The csv:schema:email configuration was removed. So when the CSV email column is empty, users will not have a email address.

The help text for testing a CSV file meant for the HTTP API import was improved to be copyandpasteable.

[4.3] a2a3cf059 Bug #47681: always create email column, create empty email addresses when --create-email-addresses is not used
[4.3] d2cd22998 Bug #47681: improve help text for testing HTTP-API CSV import from the command line
[4.3] f1eec5895 Bug #47681: changelog
[4.3] 9f515adc4 Bug #47681: advisory update

ucs-school-import (16.0.2-54)

I added post-build a note about the  help message to the internal docs:

[4.3 05f65f0d3] Bug #47681: add note about help message to internal docs
Comment 16 Ole Schwiegert univentionstaff 2018-10-02 09:06:35 CEST
A side effect with the new check for the mandatory attributes: If you provide mandatory attributes in the config yourself, you overwrite the default. Lets say you make email mandatory with ["email"]. Now the importer aborts with mandadory attribute missing tests for last/first/name, source/record_uid, school and name since they were removed from the list by the config.
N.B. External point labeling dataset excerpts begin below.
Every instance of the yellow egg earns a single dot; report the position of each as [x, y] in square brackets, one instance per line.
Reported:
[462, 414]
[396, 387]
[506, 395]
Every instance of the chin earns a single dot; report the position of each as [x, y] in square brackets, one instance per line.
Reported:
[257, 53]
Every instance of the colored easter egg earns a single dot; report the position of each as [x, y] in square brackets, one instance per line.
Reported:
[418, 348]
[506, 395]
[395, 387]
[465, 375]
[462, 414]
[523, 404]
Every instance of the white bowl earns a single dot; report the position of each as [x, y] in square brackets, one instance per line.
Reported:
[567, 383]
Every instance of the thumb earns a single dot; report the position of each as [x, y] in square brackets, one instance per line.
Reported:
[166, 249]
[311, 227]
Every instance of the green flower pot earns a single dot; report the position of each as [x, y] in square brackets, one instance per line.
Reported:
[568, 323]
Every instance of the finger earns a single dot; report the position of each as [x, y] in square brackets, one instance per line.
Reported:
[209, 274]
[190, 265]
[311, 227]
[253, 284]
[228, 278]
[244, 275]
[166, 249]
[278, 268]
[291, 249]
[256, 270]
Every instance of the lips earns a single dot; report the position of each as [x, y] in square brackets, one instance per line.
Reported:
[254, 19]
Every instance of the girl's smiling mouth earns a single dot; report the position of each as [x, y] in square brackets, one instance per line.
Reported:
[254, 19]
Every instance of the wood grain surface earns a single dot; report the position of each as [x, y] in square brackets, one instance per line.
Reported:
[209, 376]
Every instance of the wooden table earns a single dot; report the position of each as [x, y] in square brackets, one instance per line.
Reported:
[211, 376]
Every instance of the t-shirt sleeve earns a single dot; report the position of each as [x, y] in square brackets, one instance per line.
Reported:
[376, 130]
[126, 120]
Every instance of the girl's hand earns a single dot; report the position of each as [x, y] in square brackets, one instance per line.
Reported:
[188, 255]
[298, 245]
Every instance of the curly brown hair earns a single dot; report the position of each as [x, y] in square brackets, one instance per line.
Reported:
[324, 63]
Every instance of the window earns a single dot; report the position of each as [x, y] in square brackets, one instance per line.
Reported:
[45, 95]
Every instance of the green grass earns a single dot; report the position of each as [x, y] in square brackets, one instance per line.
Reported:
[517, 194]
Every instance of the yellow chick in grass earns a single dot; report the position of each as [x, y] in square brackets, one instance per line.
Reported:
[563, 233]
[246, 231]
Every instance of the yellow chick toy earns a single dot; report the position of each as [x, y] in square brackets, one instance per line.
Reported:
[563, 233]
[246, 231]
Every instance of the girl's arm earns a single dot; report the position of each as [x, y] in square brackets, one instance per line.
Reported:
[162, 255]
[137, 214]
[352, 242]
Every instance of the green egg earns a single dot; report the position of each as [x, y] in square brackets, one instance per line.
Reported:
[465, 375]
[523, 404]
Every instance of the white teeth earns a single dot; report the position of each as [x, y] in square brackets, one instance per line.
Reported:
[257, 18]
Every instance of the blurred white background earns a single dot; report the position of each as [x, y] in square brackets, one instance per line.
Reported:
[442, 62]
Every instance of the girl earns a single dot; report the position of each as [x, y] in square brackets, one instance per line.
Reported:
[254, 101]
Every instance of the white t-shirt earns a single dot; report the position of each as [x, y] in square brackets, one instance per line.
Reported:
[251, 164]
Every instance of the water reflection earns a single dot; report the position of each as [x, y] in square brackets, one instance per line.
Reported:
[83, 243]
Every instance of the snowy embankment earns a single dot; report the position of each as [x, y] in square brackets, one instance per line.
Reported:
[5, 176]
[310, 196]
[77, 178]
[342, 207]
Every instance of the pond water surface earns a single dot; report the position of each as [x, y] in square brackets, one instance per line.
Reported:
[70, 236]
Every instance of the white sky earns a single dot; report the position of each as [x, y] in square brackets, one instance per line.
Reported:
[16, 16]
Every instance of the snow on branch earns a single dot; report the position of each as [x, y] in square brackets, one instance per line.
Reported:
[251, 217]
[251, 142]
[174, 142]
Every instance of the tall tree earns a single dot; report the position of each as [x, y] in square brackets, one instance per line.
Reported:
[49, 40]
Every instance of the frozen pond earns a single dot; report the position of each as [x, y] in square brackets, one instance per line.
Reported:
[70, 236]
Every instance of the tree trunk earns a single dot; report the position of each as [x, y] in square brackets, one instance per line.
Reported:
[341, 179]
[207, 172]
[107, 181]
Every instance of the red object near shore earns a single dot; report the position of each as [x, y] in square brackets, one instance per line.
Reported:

To have to add them just to add one custom mandatory attribute is very tedious. A solution would be to always add these, anyway necessary attributes, to the configured list after all config files were applied. That keeps the possibility to override the mandatory attribute list in other configs but keeps the anyway necessary attributes in the list.

--as discussed with Daniel
Comment 17 Daniel Tröder univentionstaff 2018-10-02 11:19:19 CEST
It is now possible to set in  a json config:

{
    "mandatory_attributes": ["email"]
}

and the import will do:

Appending ['firstname', 'lastname', 'name', 'record_uid', 'school', 'source_uid'] to "mandatory_attributes".


[4.3] 7b7cb7167 Bug #47885: automatically add missing properties to mandatory_attributes
[4.3] 65ae3256c Bug #47885: fix doc
[4.3] cc816c09a Bug #47885: advisory update

ucs-school-import (16.0.2-55)

http://jenkins.knut.univention.de:8080/job/UCSschool-4.3/job/Handbook/lastBuild/artifact/webroot/ucsschool-import-handbuch-4.3.html#table:userimport_configuration
Comment 18 Ole Schwiegert univentionstaff 2018-10-04 09:06:51 CEST
Advisory & Changelog: OK
Package installs: OK
Works: OK (like before)
mandatory_attributes now extended: OK

looks all fine for me now
Comment 19 Sönke Schwardt-Krummrich univentionstaff 2018-11-16 11:48:15 CET
UCS@school 4.3 v6 has been released.

https://docs.software-univention.de/changelog-ucsschool-4.3v6-de.html

If this error occurs again, please clone this bug.